En l’espèce, le cas de l’assurée a été qualifié plus haut de complexe et l’arrêt rendu le 9 octobre 2017, renvoyant la cause à l’AOI pour instruction complémentaire, démontre que la cause n’est pas dénuée de chance de succès.
6. a) Au vu de ce qui précède, il y a lieu d’admettre le recours et de réformer la décision de l'OAI du 29 janvier 2019 en ce sens que la recourante a droit à l'assistance juridique de Me Carré pour la durée de la procédure administrative dès le 1er novembre 2018, date de la requête.
b) La procédure devant le tribunal cantonal des assurances est en principe gratuite (art. 61 let. a LPGA). L'art. 69 al. 1bis LAI prévoit toutefois une dérogation en matière de contestations portant sur l'octroi ou le refus de prestations AI. Le présent litige – portant uniquement sur le refus d'octroyer l'assistance juridique administrative – est exclu du champ d'application de l'art. 69 al. 1bis LAI (CASSO AI 169/18 – 373/2018 du 20 décembre 2018 consid. 7b et les références citées). De ce fait, aucun frais judiciaire ne sera perçu à l’issue de la présente procédure.

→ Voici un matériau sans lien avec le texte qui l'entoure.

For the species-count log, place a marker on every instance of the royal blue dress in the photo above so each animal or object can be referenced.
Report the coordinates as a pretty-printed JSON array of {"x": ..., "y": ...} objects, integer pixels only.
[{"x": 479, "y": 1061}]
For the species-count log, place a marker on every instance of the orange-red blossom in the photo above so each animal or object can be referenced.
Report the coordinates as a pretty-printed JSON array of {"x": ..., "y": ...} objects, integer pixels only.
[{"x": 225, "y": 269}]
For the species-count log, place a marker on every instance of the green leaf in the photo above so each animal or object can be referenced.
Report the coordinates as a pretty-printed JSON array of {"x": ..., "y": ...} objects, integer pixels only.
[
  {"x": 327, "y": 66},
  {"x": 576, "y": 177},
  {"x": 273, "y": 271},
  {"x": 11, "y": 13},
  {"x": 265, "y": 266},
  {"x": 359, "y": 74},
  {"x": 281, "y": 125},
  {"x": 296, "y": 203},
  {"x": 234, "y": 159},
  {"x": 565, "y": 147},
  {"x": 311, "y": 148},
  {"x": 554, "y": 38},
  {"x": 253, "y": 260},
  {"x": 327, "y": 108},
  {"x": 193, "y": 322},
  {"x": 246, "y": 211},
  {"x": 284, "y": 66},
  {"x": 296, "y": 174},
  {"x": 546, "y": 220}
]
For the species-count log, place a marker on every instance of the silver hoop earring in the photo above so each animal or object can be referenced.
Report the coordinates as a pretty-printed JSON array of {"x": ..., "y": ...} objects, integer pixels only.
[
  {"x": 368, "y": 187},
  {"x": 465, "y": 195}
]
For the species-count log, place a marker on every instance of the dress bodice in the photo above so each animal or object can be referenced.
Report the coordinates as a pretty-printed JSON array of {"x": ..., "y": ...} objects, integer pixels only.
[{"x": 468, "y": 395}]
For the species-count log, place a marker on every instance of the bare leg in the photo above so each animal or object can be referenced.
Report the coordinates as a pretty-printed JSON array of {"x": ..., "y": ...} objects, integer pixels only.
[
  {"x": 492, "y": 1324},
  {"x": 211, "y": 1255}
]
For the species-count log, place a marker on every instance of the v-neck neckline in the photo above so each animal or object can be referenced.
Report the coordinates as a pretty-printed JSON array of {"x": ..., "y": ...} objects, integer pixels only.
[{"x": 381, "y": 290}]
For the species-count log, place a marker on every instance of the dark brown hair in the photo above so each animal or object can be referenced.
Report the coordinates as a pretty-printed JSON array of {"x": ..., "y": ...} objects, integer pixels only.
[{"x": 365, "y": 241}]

c) Obtenant gain de cause, la recourante, assistée d'un mandataire qualifié, a droit à des dépens (art. 61 let. g LPGA), fixés en l’espèce à 1’500 fr., débours et TVA compris (10 et 11 TFJDA [tarif du 28 avril 2015 des frais judiciaires et des dépens en matière administrative; BLV 173.36.5.1]), qu’il convient de mettre à la charge de l’intimé qui succombe.
d) Cette indemnité couvre l’intégralité des frais de représentation de Me Carré, défenseur d’office dans le cadre de la présente procédure de recours ; il est donc superflu de fixer précisément le montant de sa rémunération.
Par ces motifs,
la Cour des assurances sociales
prononce :
I. Le recours est admis.
II. La décision rendue le 29 janvier 2019 par l’Office de l’assurance-invalidité pour le canton de Vaud est réformée en ce sens que l’assistance juridique est octroyée à V.________ pour la durée de la procédure administrative dès le 1er novembre 2018, Me Olivier Carré étant désigné en qualité de défenseur d’office.
III. Il n’est pas perçu de frais de justice.
IV. L’Office de l’assurance-invalidité pour le canton de Vaud versera à V.________ une indemnité de 1’500 fr. (mille cinq cents francs) à titre de dépens, débours et TVA compris.
La présidente : La greffière :
Du
L'arrêt qui précède, dont la rédaction a été approuvée à huis clos, est notifié à :
‑ Me Olivier Carré (pour la recourante),
‑ Office de l’assurance-invalidité pour le canton de Vaud,
- Office fédéral des assurances sociales,
par l'envoi de photocopies.
Le présent arrêt peut faire l'objet d'un recours en matière de droit public devant le Tribunal fédéral au sens des art. 82 ss LTF (loi du 17 juin 2005 sur le Tribunal fédéral ; RS 173.110), cas échéant d'un recours constitutionnel subsidiaire au sens des art. 113 ss LTF. Ces recours doivent être déposés devant le Tribunal fédéral (Schweizerhofquai 6, 6004 Lucerne) dans les trente jours qui suivent la présente notification (art. 100 al. 1 LTF).